Fears about the worsening health of the two largest U.S. mortgage finance companies slammed global stocks and the dollar on Friday spurred by a report of a possible government takeover that could trim or eliminate the value of its common stock.
The effort to bolster the housing finance giants Fannie Mae and Freddie Mac, publicly traded and government sponsored entities formed years ago to promote home ownership, is the latest chapter in a U.S. housing finance crisis that began more than a year ago as mortgage failures soared.
Wall Street opened weak and extended its losses after U.S. Treasury Secretary Henry Paulson said his department's chief aim is to back Fannie Mae and Freddie Mac in their "current form" - comments investors said failed to soothe their concerns.
Paulson's comments suggested the government has not been able to stem a yearlong credit crisis that has sapped global markets and economic growth.
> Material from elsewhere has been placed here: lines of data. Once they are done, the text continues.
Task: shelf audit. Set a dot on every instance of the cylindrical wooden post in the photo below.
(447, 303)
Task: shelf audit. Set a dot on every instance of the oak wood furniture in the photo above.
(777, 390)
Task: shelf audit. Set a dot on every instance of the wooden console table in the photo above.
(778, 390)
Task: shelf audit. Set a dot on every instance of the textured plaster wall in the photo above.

The benchmark 10-year U.S. Treasury note fell 25/32 to yield 3.89 percent. The 30-year U.S. Treasury bond fell 36/32 to yield at 4.48 percent.
The blue-chip Dow marked its first fall below 11,000 for the first time since July 2006, and the leading index for the top 300 European shares closed at three-year lows as fears of massive capital infusions for Fannie and Freddie rattled investors.
"The bottom line is that we're in the middle of a financial Tsunami. This is a storm the likes of which this country hasn't seen," said Peter Kenny, managing director at Knight Equity Markets in Jersey City, New Jersey.
A bailout would likely wipe out some or all of the common stock of the two government-sponsored entities, which hold more than $5 trillion (2.5 trillion pounds) in mortgage assets and were set up to finance home ownership.
Shares of the two companies - pillars of the U.S. property market and economy - have tumbled to a fraction of their value just weeks ago, but their bonds soared as investors bet the government would back their debt. They fell to 50 percent of their day-earlier level early Friday then cut their losses in half after Paulson downplayed the likelihood of any near-term bailout.
Investors fear the impact of a protracted financial crisis on the already weak U.S. economy and markets, in particular, for U.S. debt, which relies on the faith of foreign investors. The U.S. stock market, bonds and the dollar all fell, with equities hit the hardest.
Paulson's statement that the mortgage companies would stay "in current form" was key to understanding his message, Bill Sullivan, chief economist at JVB Financial Group in Boca Raton, Florida. Paulson was responding to speculation that either one or both of the companies might enter conservatorship.
"That suggests that they want to avoid a conservator entity for these GSEs. That suggests avoiding a bailout, at least initially," Sullivan said. "There is not an imminent bailout on horizon," he said.